タイトル未定2026/03/31 09:43
今日はまずは魔法の練習をしよう。
穴を掘るイメージが固まったら、次は穴を埋める練習をしてイメージを固めよう。
魔力切れになるといけないから、大きな穴は止めておいて……。
どつき兎の狩場のさらに奥。2階層へ続く階段近くの壁沿いに陣取る。
ここまで来る人は2階層に進む人だけで、うろうろしてる人はいない。穴にはまる人もいないだろう。
それに、もし魔力切れでぶっ倒れても2階層に向かう人がいれば見つけてもらえるはず。
壁を背に立つ。これなら背中から突然魔物に襲われることはない。
「えーっと、ステータス表示……」
名前:佐藤有希
年齢:35
レベル:1
HP:35/35
MP:268/268
スキル:土魔法
あ、探索者公式SNSのアカウント名のニクスが表示されてる……。どんな仕組みなんだろう?ダンジョン不思議すぎる。
……っていうか、このスキルの下の称号……
称号/サレ女
……ひどすぎっ!
称号ってずっとこのままなの?たとえば、土魔法で穴を掘り続けたら「穴掘り名人」とかに変わらないの?追加されるだけだったらどうしよう……。
さ、今は魔法の練習。
「【ぽこっ】」
30センチの穴があく。そして、その横には穴と同じ体積と思われる土の山ができている。
魔法で穴を掘るといっても、土は消えないんだよね。……消せるのかな?
イメージっていうし……?だめだ。イメージできない……。だって、水なら水蒸気になって空気と溶け合って消えるとか、火なら消えるとか、風はやむとかあるけど、土ってどうやって消えるの?
まぁいいや。とりあえず、もう一度ステータスを確認。
MP:265/268
ぽこ魔法は、消費魔力が3ね。
あと2回繰り返して試す。262、259と変化したから間違いない。
「よし、次は穴を埋める魔法の習得だ」
掘って出た土を穴に入れてポンポンと固めてならす。イメージ……で、穴を埋める呪文。埋めて表面をポンポンと……。
「【ポンポン】」
穴が埋まった。
「成功!」
周りと違って、一度掘って埋めた場所は表面に草が生えてないし、若干土の色が湿って黒っぽい。
消費魔力はやはり3だ。
とりあえず、呪文のイメージを固めるために、掘っては埋めを繰り返す。
「【ぽこっ】【ポンポン】【ぽこっ】【ポンポン】……」
気が付けば、私の周りは黒い丸だらけになった。
大きな穴をあける【ぼこっ】も試してみたいけれど、意識を失ってしまうのは問題なんだよなぁ。どれくらいの魔力が必要なんだろう?
30センチで3。5mで意識を失った。
間は?直径1mの穴は?深さも1m。えーっと、これは呪文が定着しなくてもいいかな。大きさを変えるたびに呪文を作っていたら覚えきらないから……。
イメージしながら……。
「【イメージした大きさの穴掘り】」
と、なんとも間抜けな呪文を唱えると、思った通りの1mの穴があいた。
消費魔力は10。
うん?
もしかして、10センチで魔力消費1とか?長さで決まるの?体積じゃなくて?体積にするとめちゃくちゃ数字が違ってくるはずなのに……。
「【イメージした大きさの穴掘り】」
今度は直径2m、深さ2mの穴を想像しみた。
消費魔力は20。
「おお、やっぱり10センチあたり魔力1?」
……例えば、直径1mで、深さが10mとかならどうなるの?深さの10m計算で消費魔力が100?
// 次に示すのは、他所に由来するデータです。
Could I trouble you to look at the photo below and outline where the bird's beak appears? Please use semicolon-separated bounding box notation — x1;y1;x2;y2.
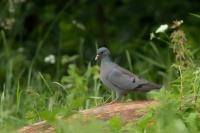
95;54;99;60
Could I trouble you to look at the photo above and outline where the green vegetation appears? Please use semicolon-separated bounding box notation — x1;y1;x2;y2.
0;0;200;133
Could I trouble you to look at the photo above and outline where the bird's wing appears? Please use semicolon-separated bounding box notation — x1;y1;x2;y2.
107;66;147;90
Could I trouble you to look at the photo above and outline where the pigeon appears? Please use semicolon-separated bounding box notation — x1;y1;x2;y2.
95;47;161;99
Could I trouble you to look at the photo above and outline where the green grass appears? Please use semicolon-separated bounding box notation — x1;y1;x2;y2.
0;7;200;133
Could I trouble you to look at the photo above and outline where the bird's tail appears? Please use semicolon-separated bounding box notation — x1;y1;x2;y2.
134;83;162;92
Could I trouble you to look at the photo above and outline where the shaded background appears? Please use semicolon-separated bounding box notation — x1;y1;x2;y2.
0;0;200;83
0;0;200;133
いや、30センチで深さ1mからやってみよう。直径の大きさに合わせて消費魔力3なのか、深さに合わせて10なのか。
「【イメージした大きさの穴掘り】」
え?あれ?
「【イメージした大きさの穴掘り】」
うん?ん?
何度か試した結果。
どうやら数字は1つしか設定できない。直径30センチの穴なら深さも30センチ、逆に直径1mで深さを30センチと浅くということもできなかった。
目に見える部分……の形のみ指定可能。深さの設定は無理。四角なら正方形……立方体の穴しか掘れない。
「井戸とか掘れたら水がない場所で役に立つのでは?と思ったけれど、無理そう……、いや、もしかしたら?」
30センチの穴を覗き込む。
「【ぽこっ】」
おお、成功!30センチの穴の底に穴をあけられた。つまり60センチの深さだ。
「【ぽこっ】【ぽこっ】【ぽこっ】【ぽこっ】【ぽこっ】【ぽこっ】【ぽこっ】【ぽこっ】【ぽこっ】【ぽこっ】【ぽこっ】」
もはやこの呪文はイメージをしなくても発動できるまでになっている。えーっと、何回繰り返したっけ?
っと、残りの魔力を確認しないと。